Similarly, a case–control study using the Dutch PHARMO Record Linkage System evaluated 6763 cases of hip fracture that were matched to 26,341 controls by age and sex.[16] The authors defined current, recent, past, and distant past uses by the last date a PPI was dispensed: within 30 days, 31–91 days, 92–365 days, and more than 1 year before the index date, respectively. The current PPI users had an increased risk of hip fracture compared with nonusers (AOR 1.20, 95% CI 1.04–1.40); however, after discontinuation of the PPI, the risk returned to baseline as demonstrated by AORs of 0.96 (95% CI 0.83–1.12), 0.97 (95% CI 0.74–1.26), and 1.24 (95% CI 1.08–1.43) associated with recent, past, and distant PPI use, respectively. In contrast to the Canadian case–control study,[10] increasing the duration of continuous PPI therapy from 3 months or less to more than 36 months was associated with reducing AORs from 1.26 (95% CI 0.94–1.68) to 1.09 (95% CI 0.81–1.47).

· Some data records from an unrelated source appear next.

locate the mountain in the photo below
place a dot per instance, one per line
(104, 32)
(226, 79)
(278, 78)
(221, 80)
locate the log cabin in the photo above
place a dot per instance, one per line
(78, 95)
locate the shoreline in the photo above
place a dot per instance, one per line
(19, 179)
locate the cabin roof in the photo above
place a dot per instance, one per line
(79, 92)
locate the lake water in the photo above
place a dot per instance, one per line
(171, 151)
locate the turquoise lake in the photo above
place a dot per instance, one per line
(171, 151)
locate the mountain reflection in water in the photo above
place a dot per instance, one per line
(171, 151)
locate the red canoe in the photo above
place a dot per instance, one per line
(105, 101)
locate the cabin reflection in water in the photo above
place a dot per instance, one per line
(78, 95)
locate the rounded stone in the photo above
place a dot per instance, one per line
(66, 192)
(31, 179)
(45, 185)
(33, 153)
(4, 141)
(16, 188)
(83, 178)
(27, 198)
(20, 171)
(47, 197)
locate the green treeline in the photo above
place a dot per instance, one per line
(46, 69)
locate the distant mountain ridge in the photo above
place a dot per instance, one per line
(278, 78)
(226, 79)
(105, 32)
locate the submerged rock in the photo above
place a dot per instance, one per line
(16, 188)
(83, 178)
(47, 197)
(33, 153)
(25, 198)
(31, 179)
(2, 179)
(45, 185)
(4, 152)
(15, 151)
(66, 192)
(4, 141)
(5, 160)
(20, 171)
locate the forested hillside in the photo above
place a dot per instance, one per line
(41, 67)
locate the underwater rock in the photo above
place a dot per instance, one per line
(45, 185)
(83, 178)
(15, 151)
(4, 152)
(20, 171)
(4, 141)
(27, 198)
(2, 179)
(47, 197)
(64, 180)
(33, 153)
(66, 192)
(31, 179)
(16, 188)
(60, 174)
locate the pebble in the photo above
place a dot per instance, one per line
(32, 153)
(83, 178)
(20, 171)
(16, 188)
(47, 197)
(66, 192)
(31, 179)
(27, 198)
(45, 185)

In another study that used the UK GPRD, data from patients who started PPI therapy between January 1988 and February 2007 were evaluated in a retrospective cohort study to compare the effect of current PPI use and past PPI use.[17] The period of current use was defined as the period from the start date of a PPI prescription to 91 days after the end date of the prescription, and the period of past use was the period after discontinuation of PPIs for more than 91 days. Patients could move between the two exposure categories. Compared with past use of a PPI, current use increased the risk of any fractures (ARR 1.15, 95% CI 1.10–1.20), hip fracture (ARR 1.22, 95% CI 1.10–1.37), and vertebral fracture (ARR 1.40, 95% CI 1.11–1.78), but it did not increase the risk of radial or ulnar fracture. The risk of hip fracture increased with increasing daily dose during the current use period, but longer duration of current use was not associated with increasing risk of fracture.